Au Moyen-Age, chirurgiens et barbiers ne forment qu'une seule et même corporation. Dans les années 1250, certains d'entre eux décidèrent de se regrouper et de se consacrer à la vraie chirurgie, devenant des chirurgiens-barbiers, laissant aux barbiers-chirurgiens des petits actes comme la réalisation des pansements ou l'incision des anthrax, les saignées, la pose des ventouses… et, bien sûr, tonte et rasage du poil. Ces derniers se voient interdire toute intervention chirurgicale au début du XIVe siècle. En 1372, une ordonnance royale réunit, à nouveau, ces deux professions, sous l'autorité du premier barbier du roi. Les chirurgiens-barbiers tentent d'avoir le soutien des médecins. Mais ceux-ci, jaloux de leurs prérogatives, dédaignant toute activité manuelle, approuvent cette situation. Les chirurgiens-barbiers, comme Ambroise Paré, vont obtenir une certaine autonomie durant le XVIe siècle. Les barbiers-barbants sont créés par Louis XIII, en 1637 : ils ne peuvent que coiffer et baigner ; toute chirurgie leur est désormais interdite. La haine que vouent les médecins aux chirurgiens va rapprocher ceux-ci, à nouveau, des barbiers dont ils vont dépendre, en 1655. Cette fusion va les protéger des médecins qui ne peuvent plus mettre en concurrence les deux professions. En 1668, une ordonnance royale donne l'autorité aux chirurgiens, en précisant notamment que les barbiers sont tenus d'avoir "des boutiques peintes en bleu, fermées de châssis à grands carreaux de verre, et de mettre à leurs enseignes, des bassins blancs pour marque de leur profession, et pour faire différence de ceux des chirurgiens qui en ont des jaunes". Les termes de l'enseigne étaient précisés : X, barbier, perruquier, baigneur, étuviste. Céans, on fait le poil et on tient bains et étuves. Le suffixe " tif " n'existait pas encore…!
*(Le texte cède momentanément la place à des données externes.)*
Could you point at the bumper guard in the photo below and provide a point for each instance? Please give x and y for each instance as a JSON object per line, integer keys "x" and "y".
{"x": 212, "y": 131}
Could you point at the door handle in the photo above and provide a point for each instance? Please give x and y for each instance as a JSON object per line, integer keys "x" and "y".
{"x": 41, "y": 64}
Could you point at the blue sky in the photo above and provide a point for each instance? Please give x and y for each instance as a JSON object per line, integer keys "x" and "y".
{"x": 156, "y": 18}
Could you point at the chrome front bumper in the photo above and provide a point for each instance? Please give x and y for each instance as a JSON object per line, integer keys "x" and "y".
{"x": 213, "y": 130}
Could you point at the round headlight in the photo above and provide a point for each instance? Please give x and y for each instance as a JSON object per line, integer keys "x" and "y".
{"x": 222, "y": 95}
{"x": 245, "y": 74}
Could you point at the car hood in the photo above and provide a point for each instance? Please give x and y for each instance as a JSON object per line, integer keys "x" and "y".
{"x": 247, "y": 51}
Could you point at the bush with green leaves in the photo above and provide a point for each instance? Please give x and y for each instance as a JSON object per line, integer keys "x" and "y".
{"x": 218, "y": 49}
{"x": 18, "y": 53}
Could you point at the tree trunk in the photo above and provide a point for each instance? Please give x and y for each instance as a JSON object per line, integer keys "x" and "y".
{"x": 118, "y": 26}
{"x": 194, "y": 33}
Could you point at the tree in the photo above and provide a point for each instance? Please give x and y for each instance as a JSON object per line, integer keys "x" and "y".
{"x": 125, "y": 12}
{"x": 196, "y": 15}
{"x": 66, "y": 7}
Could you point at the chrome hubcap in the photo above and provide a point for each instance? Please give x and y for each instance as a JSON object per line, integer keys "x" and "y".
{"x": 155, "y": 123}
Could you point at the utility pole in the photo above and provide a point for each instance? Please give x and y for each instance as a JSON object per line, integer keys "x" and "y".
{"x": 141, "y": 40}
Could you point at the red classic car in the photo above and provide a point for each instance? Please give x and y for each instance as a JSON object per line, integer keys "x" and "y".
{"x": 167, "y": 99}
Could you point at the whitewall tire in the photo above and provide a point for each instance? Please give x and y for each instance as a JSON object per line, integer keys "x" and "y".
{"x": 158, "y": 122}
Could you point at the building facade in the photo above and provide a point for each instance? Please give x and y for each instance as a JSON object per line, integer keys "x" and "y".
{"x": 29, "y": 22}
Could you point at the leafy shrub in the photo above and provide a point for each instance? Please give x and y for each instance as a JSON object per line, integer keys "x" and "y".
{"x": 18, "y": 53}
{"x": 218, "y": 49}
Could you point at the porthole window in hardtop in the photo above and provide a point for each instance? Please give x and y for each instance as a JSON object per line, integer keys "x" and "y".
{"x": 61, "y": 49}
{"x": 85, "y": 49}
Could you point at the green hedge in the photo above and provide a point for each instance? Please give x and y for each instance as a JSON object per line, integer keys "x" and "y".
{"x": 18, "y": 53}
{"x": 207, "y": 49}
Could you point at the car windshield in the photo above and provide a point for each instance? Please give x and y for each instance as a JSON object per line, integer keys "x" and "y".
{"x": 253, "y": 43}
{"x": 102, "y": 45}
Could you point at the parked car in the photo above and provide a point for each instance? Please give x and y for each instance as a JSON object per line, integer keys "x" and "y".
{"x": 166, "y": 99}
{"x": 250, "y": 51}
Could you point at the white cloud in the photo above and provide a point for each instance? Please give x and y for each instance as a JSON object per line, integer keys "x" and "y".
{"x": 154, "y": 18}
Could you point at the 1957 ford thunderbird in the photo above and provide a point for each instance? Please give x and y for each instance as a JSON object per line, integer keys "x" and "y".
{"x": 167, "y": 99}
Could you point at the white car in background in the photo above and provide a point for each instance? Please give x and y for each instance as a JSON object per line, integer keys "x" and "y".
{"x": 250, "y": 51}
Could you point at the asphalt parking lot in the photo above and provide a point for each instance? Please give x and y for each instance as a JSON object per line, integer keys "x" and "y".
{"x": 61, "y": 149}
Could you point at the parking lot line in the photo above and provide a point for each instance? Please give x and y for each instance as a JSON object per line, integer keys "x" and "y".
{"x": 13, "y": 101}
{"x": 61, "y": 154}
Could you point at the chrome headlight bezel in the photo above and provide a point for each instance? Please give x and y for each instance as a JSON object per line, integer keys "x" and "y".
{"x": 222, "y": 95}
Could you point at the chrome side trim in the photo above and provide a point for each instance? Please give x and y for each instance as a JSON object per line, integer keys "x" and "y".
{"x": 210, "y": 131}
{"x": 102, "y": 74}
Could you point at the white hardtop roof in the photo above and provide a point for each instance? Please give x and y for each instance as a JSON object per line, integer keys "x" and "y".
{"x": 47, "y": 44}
Les "bassins blancs" sont en étain, alors que ceux des chirurgiens sont en cuivre jaune. La devanture des boutiques des chirurgiens ne peut être que rouge ou noire.

En 1673, un édit redéfinit les fonctions du barbier-barbant :" Nous avons reconnu dès il y longtemps, dit le roi, que l'usage de faire le poil et de tenir les bains et étuves, et les soins que l'on apporte à tenir le corps humain dans une propreté honneste, estant autant utile à la santé que pour l'ornement et la bienséance, par notre esdit du mois de décembre 1659, nous aurions ordonné l'établissement d'un corps et communauté de barbiers-baigneurs-étuvistes-perruquiers, réduits à deux cens, pour en faire profession particulière, distincte et séparée de celle des maistres chirurgiens-barbiers." Les statuts sont présentés l'année suivante et confirmés en 1718.

Les barbiers-perruquiers sont autorisés à "vendre des poudres, opiats pour les dents, savonnettes, pommades et autres senteurs et essences, pâtes à laver les mains, et généralement tout ce qui est propre pour l'ornement, propreté et netteté du corps humain… [Ils sont seuls habilités] à faire le poil, bains, perruques, étuves et toutes sortes d'ouvrages de cheveux, tant pour hommes que pour femme, sans préjudice du droit que les chirurgiens ont de faire le poil et les cheveux, et de tenir bains et étuves pour leurs malades seulement."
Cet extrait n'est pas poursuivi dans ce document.